Ruby flavor: Document differences with ECMAScript in core constructs

e1iu · Feb 22, 2021 · 1b6e6d3 · 1b6e6d3
1 parent 643b279
commit 1b6e6d3
Showing 1 changed file with 78 additions and 0 deletions.
diff --git a/...m.oracle.truffle.regex/src/com/oracle/truffle/regex/tregex/parser/flavors/RubyFlavor.java b/...m.oracle.truffle.regex/src/com/oracle/truffle/regex/tregex/parser/flavors/RubyFlavor.java
@@ -41,12 +41,17 @@
 package com.oracle.truffle.regex.tregex.parser.flavors;
 
 import com.oracle.truffle.regex.RegexSource;
+import com.oracle.truffle.regex.tregex.nodes.nfa.TRegexBacktrackingNFAExecutorNode;
+import com.oracle.truffle.regex.tregex.parser.RegexParser;
+import com.oracle.truffle.regex.tregex.parser.ast.visitors.NFATraversalRegexASTVisitor;
 
 /**
  * An implementation of the Ruby regex flavor.
  *
+ * <p>
  * This implementation supports translating all Ruby regular expressions to ECMAScript regular
  * expressions with the exception of the following features:
+ * </p>
  * <ul>
  * <li>case-insensitive matching: Ruby regular expression allow both case-sensitive matching and
  * case-insensitive matching within the same regular expression. Also, Ruby's notion of
@@ -112,6 +117,79 @@
  * <li>conditional backreferences (?(group)then|else): There is no counterpart to this in ECMAScript
  * regular expressions.</li>
  * </ul>
+ * <p>
+ * However, there are subtle differences in how some fundamental constructs behave in ECMAScript
+ * regular expressions and Ruby regular expressions. This concerns core concepts like loops and
+ * capture groups and their interactions. These issues cannot be handled by transpiling alone and
+ * they require extra care on the side of TRegex. The issues and the solutions are listed below.
+ * <ul>
+ * <li>backreferences to unmatched capture groups should fail: In ECMAScript, when a backreference
+ * is made to a capture group which hasn't been matched, such a backreference is ignored and
+ * matching proceeds.
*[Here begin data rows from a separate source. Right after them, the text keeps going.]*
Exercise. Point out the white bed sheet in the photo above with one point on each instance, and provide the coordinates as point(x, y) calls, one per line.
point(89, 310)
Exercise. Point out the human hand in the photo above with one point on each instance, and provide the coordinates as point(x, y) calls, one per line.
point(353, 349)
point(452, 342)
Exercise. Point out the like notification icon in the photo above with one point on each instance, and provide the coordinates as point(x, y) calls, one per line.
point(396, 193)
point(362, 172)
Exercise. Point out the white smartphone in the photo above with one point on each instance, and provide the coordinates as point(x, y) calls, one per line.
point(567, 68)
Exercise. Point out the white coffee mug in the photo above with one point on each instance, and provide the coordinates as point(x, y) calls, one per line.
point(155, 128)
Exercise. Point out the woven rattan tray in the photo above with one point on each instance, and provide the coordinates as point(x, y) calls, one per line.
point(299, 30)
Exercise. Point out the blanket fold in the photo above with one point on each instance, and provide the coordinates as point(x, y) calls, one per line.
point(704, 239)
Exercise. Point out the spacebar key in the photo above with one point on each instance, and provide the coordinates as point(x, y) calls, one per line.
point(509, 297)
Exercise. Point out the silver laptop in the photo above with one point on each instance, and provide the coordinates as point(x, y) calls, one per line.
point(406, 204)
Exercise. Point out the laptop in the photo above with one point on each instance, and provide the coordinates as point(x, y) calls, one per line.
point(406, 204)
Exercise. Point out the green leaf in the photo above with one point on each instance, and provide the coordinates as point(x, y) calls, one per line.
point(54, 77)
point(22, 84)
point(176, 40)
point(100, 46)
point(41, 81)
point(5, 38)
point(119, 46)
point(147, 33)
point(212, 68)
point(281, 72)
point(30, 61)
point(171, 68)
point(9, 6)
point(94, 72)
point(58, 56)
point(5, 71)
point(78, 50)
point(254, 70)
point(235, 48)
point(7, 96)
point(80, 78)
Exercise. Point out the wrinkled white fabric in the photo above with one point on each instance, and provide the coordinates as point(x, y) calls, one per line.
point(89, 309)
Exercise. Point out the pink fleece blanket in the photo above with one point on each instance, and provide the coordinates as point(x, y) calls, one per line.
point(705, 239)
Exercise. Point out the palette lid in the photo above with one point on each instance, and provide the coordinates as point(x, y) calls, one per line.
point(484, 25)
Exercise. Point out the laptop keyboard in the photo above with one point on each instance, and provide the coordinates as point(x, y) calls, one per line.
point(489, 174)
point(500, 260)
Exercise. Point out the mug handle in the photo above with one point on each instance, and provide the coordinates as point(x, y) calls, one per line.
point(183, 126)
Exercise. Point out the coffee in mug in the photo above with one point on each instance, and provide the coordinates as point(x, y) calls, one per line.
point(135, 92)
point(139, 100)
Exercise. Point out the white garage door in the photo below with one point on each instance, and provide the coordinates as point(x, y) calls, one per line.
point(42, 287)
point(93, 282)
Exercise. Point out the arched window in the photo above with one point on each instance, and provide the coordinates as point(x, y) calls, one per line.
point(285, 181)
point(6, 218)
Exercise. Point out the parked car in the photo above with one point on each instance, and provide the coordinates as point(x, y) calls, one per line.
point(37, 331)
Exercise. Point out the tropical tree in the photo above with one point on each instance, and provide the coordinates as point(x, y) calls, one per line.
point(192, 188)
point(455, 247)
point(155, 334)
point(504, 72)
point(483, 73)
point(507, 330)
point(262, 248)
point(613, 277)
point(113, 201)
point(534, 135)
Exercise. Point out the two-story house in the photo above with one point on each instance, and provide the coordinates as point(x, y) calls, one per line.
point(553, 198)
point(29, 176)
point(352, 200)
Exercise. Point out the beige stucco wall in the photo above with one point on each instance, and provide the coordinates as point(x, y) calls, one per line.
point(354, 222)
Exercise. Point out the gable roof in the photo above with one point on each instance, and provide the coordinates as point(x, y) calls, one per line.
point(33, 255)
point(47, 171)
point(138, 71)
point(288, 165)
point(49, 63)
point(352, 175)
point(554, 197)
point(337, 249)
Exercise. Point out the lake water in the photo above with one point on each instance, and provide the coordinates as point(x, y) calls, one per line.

If this happens in Ruby, the backreference will fail to match and the search
+ * will stop and backtrack.
+ * 
+ * <pre>
+ * Node (ECMAScript):
+ * > /(?:(a)|(b))\1/.exec("b")
+ * [ 'b', undefined, 'b', index: 0, input: 'b', groups: undefined ]
+ *
+ * MRI (Ruby):
+ * irb(main):001:0> /(?:(a)|(b))\1/.match("b")
+ * => nil
+ * </pre>
+ * 
+ * This is solved in {@link TRegexBacktrackingNFAExecutorNode}, by the introduction of the
+ * {@code backrefWithNullTargetSucceeds} field, which controls how backreferences to unmatched
+ * capture groups are resolved. Also, in {@link RegexParser}, an optimization that drops forward
+ * references and nested references from ECMAScript regular expressions is turned off for Ruby
+ * regular expressions.</li>
+ * <li>re-entering a loop should not reset enclosed capture groups: In ECMAScript, when a group is
+ * re-entered while looping, all of the capture groups contained within the looping group are reset.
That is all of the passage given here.